Schlep, Schmutz, Shluf, Schmuck, and Kvell…
As a young child, my world was infused with Yiddish – a blend of German and Hebrew that my grandparents and others brought over from Europe when they emigrated to the US. The magic of Yiddish is that it has an edge of humor and often captures the essence of a situation with succinct clarity. Sometimes English just doesn’t cut it.
In the throes of pregnancy and parenthood – we need humor and perspective! Here are my favorite five Yiddish words that capture the essence of pregnancy and parenting and will hopefully bring a bit of joy, or a momentary smirk, to your day…
Schlep or the Act of Schlepping: Yiddish for Carry or Haul
Lugging your very pregnant body around to do errands (or even just to the bathroom) the last days before the baby is born – The physical shlep.
Bringing the non-stop laundry from the bedroom, to the washer/dryer, to the couch and then carrying it back into the rooms to put away – The laundry shelp.
The act of carrying the sleepy baby with their stuffies, the diaper bag and the day’s detritus (water bottle, food wrappers, crayon stubs, etc.) from the car into the house – The daily schlep.
When on a “walk” with the toddler, the baby strapped on your back in the carrier, and the toddler decides they don’t want to scooter anymore. The act of hauling the toddler, the scooter, and the baby, back to the car – The kid schlep.
Schmutz: Yiddish for dirt
You can almost understand schmutz just by the sound of the word… Here are some descriptions :
The schmutz on your hair, aka the squashed banana that your baby smeared on you when you scooped her out of the highchair from the table.
The schmutz on your face, aka the marker the toddler accidentally wiped on your cheek, while you went to pull out the paper to prevent him from drawing on the seat-back-table on the airplane.
The schmutz on the shirt of your 38 week pregnant belly that dripped (unknowingly) when making pancakes and that you wore to the office.
The schmutz on your preschooler’s eyelids, eyebrows, and hair when they return from playing in the mud on a perfectly rainy day (see photo above!).
Shluf: Yiddish for to sleep or to nap
When it’s 3:00 pm, late in your third trimester, you’re deeply exhausted from work and from growing a baby and you can barely keep your eyes open – time for an afternoon shluf!
About an hour after the two month-old wakes up, plays and eats, she is ready to go down for her first shluf of the day (and maybe you too).
The amplified exhaustion after weeks of sleep training the baby, when you wake up after little to no sleep, enjoy your lifeline of coffee, and strategize the new day, desperate to figure out how to get in a shluf!
Driving the kindergartener to school, with the toddler tucked in their carseat, and you look down to notice your feet have on two very different shoes – a slipper and a sneaker. This highlights just how tired you are, and you dream about going home for a long, uninterrupted shluf.
The schmuck: Yiddish for, shall we say, a thoughtless human
(not aiming to offend anyone here – but this word totally nails it)
Pushing a cart in the grocery store with a wildly crying toddler, nothing will soothe him, so you race around to get the grocery shopping done as quickly and painlessly as possible.
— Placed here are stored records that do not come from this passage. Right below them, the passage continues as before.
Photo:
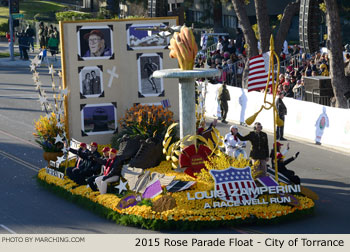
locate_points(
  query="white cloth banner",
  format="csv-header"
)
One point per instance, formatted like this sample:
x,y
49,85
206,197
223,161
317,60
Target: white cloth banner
x,y
305,120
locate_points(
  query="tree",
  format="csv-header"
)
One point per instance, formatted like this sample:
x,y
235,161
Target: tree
x,y
263,24
263,27
340,83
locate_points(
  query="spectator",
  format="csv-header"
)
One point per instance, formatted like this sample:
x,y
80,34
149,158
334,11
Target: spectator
x,y
288,91
30,33
232,143
53,45
299,90
46,36
25,46
282,112
260,147
225,44
281,163
231,48
324,69
41,35
20,37
224,97
219,46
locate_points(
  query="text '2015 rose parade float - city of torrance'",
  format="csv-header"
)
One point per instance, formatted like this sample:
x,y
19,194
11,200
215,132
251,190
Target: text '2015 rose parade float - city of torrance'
x,y
148,175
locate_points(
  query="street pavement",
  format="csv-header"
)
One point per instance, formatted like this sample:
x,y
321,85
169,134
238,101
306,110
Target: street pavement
x,y
28,208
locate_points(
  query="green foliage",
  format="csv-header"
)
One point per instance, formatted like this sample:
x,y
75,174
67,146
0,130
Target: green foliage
x,y
45,17
146,202
147,121
323,7
72,15
4,27
6,54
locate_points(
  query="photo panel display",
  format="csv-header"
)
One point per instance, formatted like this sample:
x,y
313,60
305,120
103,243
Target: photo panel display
x,y
145,36
147,63
95,42
91,81
98,119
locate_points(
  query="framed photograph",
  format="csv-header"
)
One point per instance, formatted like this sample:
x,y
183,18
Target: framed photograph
x,y
140,38
98,119
91,81
95,42
147,63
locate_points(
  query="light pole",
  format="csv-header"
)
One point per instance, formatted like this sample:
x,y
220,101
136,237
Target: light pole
x,y
11,33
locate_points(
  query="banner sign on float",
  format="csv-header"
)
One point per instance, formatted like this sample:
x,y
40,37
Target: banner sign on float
x,y
236,187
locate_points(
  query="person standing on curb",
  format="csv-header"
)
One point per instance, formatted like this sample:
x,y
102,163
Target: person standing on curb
x,y
224,97
260,147
282,112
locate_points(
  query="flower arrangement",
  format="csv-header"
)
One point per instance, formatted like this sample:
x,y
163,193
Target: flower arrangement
x,y
145,121
46,130
188,214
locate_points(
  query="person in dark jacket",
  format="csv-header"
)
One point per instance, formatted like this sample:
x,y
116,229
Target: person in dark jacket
x,y
281,163
260,147
282,112
111,172
224,97
80,171
101,160
30,33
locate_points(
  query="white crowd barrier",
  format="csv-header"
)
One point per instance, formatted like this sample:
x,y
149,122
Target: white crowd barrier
x,y
306,120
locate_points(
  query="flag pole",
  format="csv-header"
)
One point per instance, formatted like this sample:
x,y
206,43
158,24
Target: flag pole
x,y
274,93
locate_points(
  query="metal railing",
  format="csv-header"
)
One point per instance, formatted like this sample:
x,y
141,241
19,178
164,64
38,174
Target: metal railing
x,y
210,49
317,98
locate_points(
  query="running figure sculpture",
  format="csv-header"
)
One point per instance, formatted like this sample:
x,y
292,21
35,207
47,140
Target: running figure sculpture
x,y
150,67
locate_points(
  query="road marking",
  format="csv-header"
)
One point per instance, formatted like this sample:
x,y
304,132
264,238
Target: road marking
x,y
7,229
20,161
18,138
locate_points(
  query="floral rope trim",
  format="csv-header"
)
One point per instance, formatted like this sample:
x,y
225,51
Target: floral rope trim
x,y
189,211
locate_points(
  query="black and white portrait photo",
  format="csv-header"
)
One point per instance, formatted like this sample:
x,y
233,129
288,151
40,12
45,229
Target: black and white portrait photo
x,y
98,118
91,81
95,42
147,64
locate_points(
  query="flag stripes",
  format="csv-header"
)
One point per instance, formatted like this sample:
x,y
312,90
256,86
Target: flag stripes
x,y
257,78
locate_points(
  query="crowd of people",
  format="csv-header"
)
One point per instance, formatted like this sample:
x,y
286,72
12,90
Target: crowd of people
x,y
235,142
48,39
229,57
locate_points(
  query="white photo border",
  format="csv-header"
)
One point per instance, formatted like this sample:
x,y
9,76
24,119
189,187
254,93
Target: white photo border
x,y
81,78
82,106
79,28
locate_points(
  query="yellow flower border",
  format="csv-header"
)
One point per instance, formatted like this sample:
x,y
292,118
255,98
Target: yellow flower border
x,y
185,210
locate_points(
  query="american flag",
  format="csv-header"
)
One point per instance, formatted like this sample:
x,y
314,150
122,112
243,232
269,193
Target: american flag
x,y
258,72
165,103
234,178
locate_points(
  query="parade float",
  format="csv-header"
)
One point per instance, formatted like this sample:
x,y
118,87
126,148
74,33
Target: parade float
x,y
196,185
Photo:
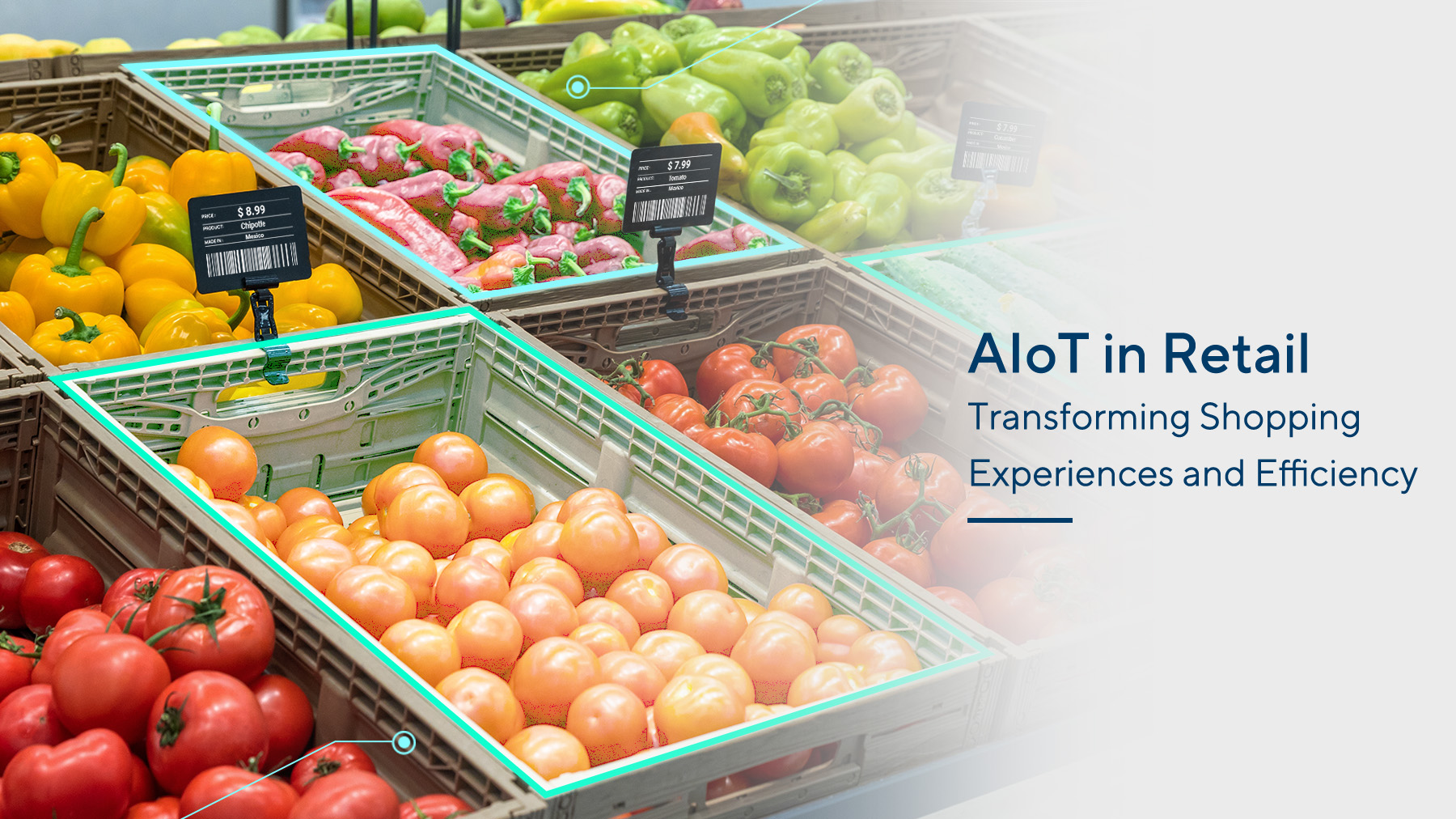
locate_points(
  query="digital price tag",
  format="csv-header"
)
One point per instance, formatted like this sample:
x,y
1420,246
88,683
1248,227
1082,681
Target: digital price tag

While feeling overwhelmed and utterly mortified, a fellow customer walks by and rolls their eyes at you… schmuck.
When you are standing in the airport terminal, clearly very pregnant, and a passenger avoids eye contact as they grab the last available seat at the gate… schmuck.
When you’re carrying the baby in the carseat on one arm with the overstuffed diaper bag slung on the other shoulder and the person ahead of you doesn’t hold the door open to the building…. schmuck.
You are discreetly breastfeeding on the plane, at the restaurant, on the park bench (or anywhere), and the person in the next seat or at the next table asks you to “cover up” – total schmuck.
Kvell (my favorite): Yiddish for filled with pride
Gazing at your newborn after a wild and long labor and recognizing that you created this miracle of a child… you kvell
When you watch your toddler meet their baby sister for the first time and offer her his prized train… you kvell
When your son bravely lets go of your fingers and enters preschool or kindergarten for the first time with tears tucked in both his and your eyes… you kvell
When you share the photos on social media of your child’s first crawl, toddle, biking exploit, first day of first grade, middle school graduation, prom, college dorm…. you kvell and feel so full with joy and pride that you want to share it with those whom you love and who adore you.
Do any of these Yiddish words or scenarios for parenting ring true?
So, when you’re in one of these types of situations, feeling overwhelmed and in the deep soup of parenthood or feeling so full of the wonder of the journey, take a deep breath as you lean into some offerings from your own or another’s culture. What you are feeling is real, and, of equal importance, it is universal.
Sometimes the English language doesn’t do the moment justice and you need a little chutzpah (Yiddish for self-confidence or courage) to lighten up the moment with a bit of humor and wit.